PTSD is sometimes considered a co-occurring disorder with ASD, but in reality the definition of the two conditions makes this impossible. The symptoms of both are very similar, and the difference is the duration. When ASD symptoms persist for longer than a month it is no longer considered ASD. At that point a person may be diagnosed with PTSD.

Similarly to PTSD, there are several other mental health conditions that may co-occur with ASD. Having an existing mental illness can increase the risk that a person develops ASD, but the stress and trauma may also trigger symptoms and contribute to the onset of a mental illness. Common co-occurring conditions with ASD include major depression, persistent depressive disorder, and all types of anxiety disorders.

As with many other mental illnesses, and particularly trauma-related disorders, other mental health disorders commonly co-occur with ASD. A person struggling to cope with a traumatic experience may turn to other ways to escape or self-soothe. This is an unhealthy strategy that can lead to a variety of health problems.

Treatment and Prognosis of Acute Stress Disorder

The goals of treatment for ASD are to resolve symptoms, improve everyday functioning, and to prevent the onset of PTSD. If possible, immediate intervention can make a big difference. Known as psychological first aid, helping someone right after a trauma can help prevent ASD and PTSD. This involves a focus on psychoeducation rather than therapy, providing needed support and resources, and helping the individual feel safe and secure.

If immediate care cannot be given or does not help, ongoing treatment for ASD includes trauma-focused behavioral therapies. These are behavioral therapies that help patients reframe the traumatic experience, process negative emotions, learn and practice healthier responses to stress, and face and relive the trauma in a safe setting.

Treatment should also address any other mental health needs, which may include screening and diagnosis of mental illnesses. Medications may be used to manage symptoms of other mental illnesses, such as antidepressants for depression or anxiety. Some patients may also benefit from certain medications to treat intrusive thoughts, dissociative symptoms, and hyperarousal.
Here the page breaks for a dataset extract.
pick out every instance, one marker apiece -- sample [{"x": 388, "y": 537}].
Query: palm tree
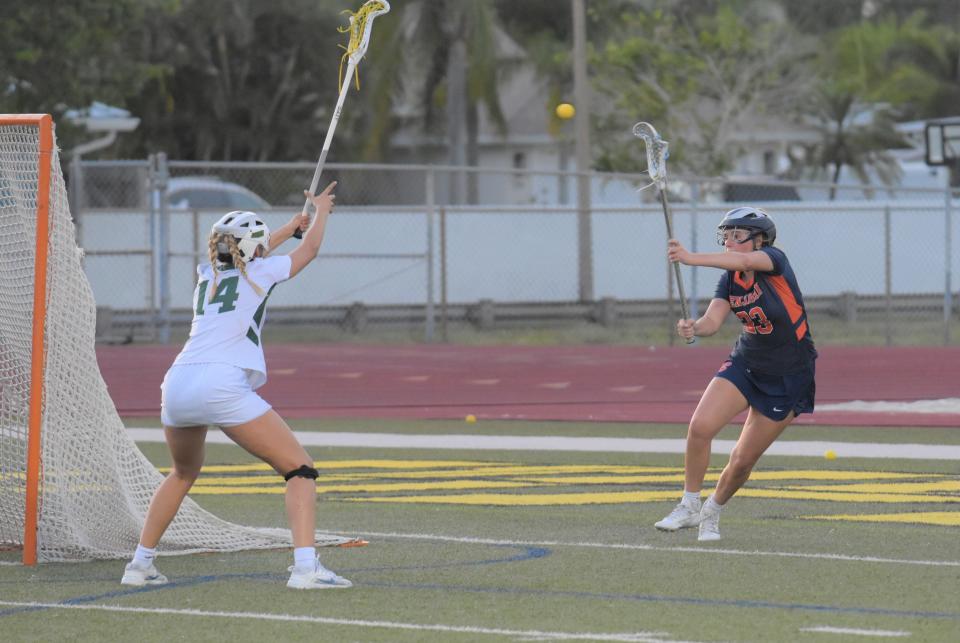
[{"x": 428, "y": 44}]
The prognosis for someone with ASD is largely positive. Many people will see symptoms resolve within a month, and those who still struggle benefit greatly from therapy and treatment. This is a short-term condition that most people recover from, and even those who go on to develop PTSD can recover within several months or a year with dedication to treatment. If you or someone you know has been through a traumatic experience and is struggling to cope, it is important to get professional support.